The small, mostly non-paved roads through the Ardennes were actually a severe bottleneck and slowed down Wehrmacht considerably, so the French got it half right. If they had not stuck to the belief and had reacted faster, the entire offensive could have been stalled then and there.
Regarding the French tanks, they were still designed with a rerun of WW1 in mind. Heavy armour is nice if you expect frontal attacks on fixed positions or defend a fixed position yourself. Of course, speed is of minimal importance in such a role. Plus, if you are not manoeuvering much, you can dispense with the radio which is just expensive and unnecessary gear, it takes space inside the tank and might require an extra crewmember. Also, since you are not manoeuvering much, you don't need to be able to drive long distances range-wise or service-wise, just to support a charge across the no man's land before stopping and waiting for the battlelines to shift and the logistics train to catch up.
In a tank-to-tank fight, the French tanks would give a beating to the Germans. And they had more tanks than Germany, PLUS what the BEF would bring. But the crafty Germans had made their Panzers fast, mechanically reliable (before they got the fascination with heavy tanks) and with radios (to coordinate a large fast-moving force), so they simply outmanoeuvered and outran the French tanks, leaving infantry, 88s and Stukas to deal with them.

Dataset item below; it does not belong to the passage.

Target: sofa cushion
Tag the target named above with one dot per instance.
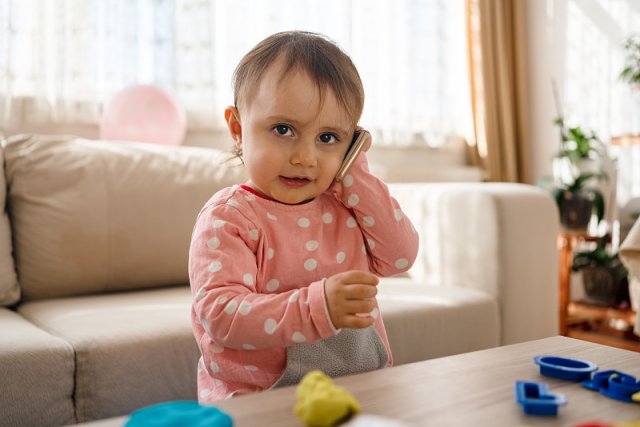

The German used the tanks to zip through the front lines and wreak havoc among the rear echelon which was completely defenseless.
The irony of the situation was that at the time of surrender, the French Army was still largely intact (Dolchstoß much?), except that it was completely in the wrong place with no realistic chance of getting itself in time where it should have been, and had its supply lines cut by the fast-moving Panzers.